I remember most the theoretical discussions and just the struggle of living collectively, which I was never very good at.


What can we pass on to the new movements?

1) Issues of organisation
I think, like them, we grappled with the problem of organisation – of how to make change happen without actually forming a party and trying to seize power. We tried to organise ‘horizontally’, though we didn’t have the technology that they have now. For me, an important text in this regard was The Tyranny of Structurelessness. That’s something I’d like to pass on.

2) Issues of class
I think we realised by trying to organise with working class people, how very different we are – what a difference background and education make. That is also maybe something that has flattened out, and if so, it may be one of the ‘cultural’ achievements of our movement. I’m interested that their version of class is 1% v 99%, and that’s probably right, without all the subtle gradations we inherited from Marx, but then maybe they have to work much harder at building links across the 99%, not just asserting it.

3) Issues of power
Unlike the Trot groups, but like Occupy, and the Diggers before them, we had no strategy for taking power. I don’t know how we thought it would ever happen, but I guess we believed in spontaneity rather than leadership.
We never realised, and I think they don’t realise, how powerful, cynical and ruthless all ruling elites are. While we grew up thinking of ourselves as quite special and a privileged generation, rebellious, a bit loud-mouthed, and with something interesting to say, they really saw us as a threat. We thought it was just police and batons and horse-charges. Actually, seeing the police and the army in action against the miners made me realise that in any physical confrontation, they are going to win, and not only that, but that as the winners, they will get to write the history of what really happened.
It really pains me to see the whole police, military and judicial system now lined up against what are really just a bunch of lovely idealistic kids, as we once were, and the knowledge that they will stop at nothing to annihilate or co-opt them is something I think we can pass on with the benefit of hindsight. But that doesn’t mean they should stop. Just be careful.

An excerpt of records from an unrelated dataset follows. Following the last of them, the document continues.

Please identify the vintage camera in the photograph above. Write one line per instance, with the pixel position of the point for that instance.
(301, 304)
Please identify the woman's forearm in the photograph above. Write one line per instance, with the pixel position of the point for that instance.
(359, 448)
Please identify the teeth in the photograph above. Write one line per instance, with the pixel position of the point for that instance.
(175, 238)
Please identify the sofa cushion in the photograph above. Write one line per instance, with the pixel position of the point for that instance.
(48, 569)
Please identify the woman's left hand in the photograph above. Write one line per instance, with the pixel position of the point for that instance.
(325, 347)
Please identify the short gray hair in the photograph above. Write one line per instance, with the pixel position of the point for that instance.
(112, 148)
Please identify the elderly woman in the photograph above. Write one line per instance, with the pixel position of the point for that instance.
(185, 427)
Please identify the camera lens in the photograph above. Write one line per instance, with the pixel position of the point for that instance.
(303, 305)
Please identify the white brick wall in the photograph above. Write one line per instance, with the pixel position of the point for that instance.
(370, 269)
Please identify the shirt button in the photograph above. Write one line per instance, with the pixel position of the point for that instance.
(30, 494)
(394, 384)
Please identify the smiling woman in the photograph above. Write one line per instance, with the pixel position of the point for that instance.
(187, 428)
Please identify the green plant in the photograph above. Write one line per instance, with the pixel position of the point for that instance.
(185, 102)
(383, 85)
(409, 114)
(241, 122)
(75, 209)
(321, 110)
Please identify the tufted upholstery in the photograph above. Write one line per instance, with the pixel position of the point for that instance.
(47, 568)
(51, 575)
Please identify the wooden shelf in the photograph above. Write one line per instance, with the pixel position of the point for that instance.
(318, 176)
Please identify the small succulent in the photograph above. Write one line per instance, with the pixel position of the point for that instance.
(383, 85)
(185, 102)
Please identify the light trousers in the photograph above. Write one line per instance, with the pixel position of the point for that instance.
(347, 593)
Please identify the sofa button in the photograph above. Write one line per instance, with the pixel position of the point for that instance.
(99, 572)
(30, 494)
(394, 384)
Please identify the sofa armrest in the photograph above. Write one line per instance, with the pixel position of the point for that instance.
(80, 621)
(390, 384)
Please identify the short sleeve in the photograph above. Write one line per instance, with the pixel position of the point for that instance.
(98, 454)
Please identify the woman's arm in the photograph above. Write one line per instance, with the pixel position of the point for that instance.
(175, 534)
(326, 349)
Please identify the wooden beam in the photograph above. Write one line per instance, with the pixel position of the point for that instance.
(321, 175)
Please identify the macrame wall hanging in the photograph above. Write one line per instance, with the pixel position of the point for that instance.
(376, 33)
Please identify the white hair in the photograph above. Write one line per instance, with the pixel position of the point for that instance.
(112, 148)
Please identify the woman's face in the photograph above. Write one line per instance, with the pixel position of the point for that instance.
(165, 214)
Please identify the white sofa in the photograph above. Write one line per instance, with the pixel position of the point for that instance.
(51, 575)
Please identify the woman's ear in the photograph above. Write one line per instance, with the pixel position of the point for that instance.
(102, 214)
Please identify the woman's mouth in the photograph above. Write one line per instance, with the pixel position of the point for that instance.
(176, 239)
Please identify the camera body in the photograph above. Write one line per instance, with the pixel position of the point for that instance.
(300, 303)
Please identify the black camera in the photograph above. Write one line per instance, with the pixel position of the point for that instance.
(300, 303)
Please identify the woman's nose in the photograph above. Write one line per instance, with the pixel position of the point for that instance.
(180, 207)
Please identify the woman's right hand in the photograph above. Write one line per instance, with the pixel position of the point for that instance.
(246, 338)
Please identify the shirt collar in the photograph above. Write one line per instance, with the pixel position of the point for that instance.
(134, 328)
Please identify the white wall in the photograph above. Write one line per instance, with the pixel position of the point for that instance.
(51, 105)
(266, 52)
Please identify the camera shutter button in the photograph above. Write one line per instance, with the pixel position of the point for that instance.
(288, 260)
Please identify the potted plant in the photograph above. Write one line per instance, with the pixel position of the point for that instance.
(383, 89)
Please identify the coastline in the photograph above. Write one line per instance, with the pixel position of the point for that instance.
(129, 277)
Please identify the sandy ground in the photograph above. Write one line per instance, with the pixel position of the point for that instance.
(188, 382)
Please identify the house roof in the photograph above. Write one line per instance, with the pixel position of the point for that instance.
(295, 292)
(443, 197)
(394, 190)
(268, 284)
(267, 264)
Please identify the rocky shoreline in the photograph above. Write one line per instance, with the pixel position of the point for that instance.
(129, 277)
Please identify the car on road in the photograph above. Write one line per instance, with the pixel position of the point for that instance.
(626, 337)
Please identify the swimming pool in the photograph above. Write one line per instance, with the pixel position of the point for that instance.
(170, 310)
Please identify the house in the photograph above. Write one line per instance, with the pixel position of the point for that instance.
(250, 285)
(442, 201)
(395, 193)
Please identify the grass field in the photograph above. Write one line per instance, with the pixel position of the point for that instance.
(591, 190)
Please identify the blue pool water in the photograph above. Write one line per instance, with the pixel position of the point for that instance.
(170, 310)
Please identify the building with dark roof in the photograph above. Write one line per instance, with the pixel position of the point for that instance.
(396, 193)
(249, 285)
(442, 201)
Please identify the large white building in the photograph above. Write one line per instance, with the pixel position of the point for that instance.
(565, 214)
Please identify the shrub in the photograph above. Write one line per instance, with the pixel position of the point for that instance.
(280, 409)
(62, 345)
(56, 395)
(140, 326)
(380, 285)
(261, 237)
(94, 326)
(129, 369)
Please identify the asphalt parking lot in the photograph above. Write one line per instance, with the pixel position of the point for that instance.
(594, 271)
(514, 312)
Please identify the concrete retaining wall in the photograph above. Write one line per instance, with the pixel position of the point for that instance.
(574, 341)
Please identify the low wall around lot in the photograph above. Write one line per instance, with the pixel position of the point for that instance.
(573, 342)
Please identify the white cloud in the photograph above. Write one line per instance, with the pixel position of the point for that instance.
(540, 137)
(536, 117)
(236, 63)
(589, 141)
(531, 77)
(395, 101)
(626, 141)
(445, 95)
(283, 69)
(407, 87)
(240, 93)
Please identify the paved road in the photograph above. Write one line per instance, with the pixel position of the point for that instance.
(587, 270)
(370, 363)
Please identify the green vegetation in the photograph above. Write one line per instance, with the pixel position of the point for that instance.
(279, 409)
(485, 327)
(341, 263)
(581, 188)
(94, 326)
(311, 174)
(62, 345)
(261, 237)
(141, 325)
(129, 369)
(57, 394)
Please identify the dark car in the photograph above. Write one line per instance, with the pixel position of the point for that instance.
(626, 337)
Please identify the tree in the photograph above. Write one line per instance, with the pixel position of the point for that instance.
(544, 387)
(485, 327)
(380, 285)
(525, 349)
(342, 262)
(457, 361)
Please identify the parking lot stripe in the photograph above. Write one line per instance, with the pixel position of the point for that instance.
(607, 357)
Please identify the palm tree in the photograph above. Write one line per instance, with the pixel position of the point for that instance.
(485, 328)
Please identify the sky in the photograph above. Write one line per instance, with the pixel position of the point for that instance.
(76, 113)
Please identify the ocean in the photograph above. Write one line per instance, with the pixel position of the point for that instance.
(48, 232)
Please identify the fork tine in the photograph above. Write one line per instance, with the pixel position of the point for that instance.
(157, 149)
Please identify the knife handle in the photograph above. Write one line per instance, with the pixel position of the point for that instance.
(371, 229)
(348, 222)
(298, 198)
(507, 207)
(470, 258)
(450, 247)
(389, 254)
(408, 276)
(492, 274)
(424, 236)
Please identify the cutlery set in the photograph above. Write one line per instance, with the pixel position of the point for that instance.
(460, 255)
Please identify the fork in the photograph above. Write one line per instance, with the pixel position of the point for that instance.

4) Because it was worth it
Not the synthetically-fragranced ‘because I’m worth it’ of consumer culture, but something out there which is bigger than all of us – history, the people, human life – whatever it is – and to be a part of that and to connect with that is a privilege that costs so dear,  it really is something money can’t buy. Whoops – I can feel another pamphlet coming on. Better stick to novels from now on.

I can only think of four. Bye for now, and good luck.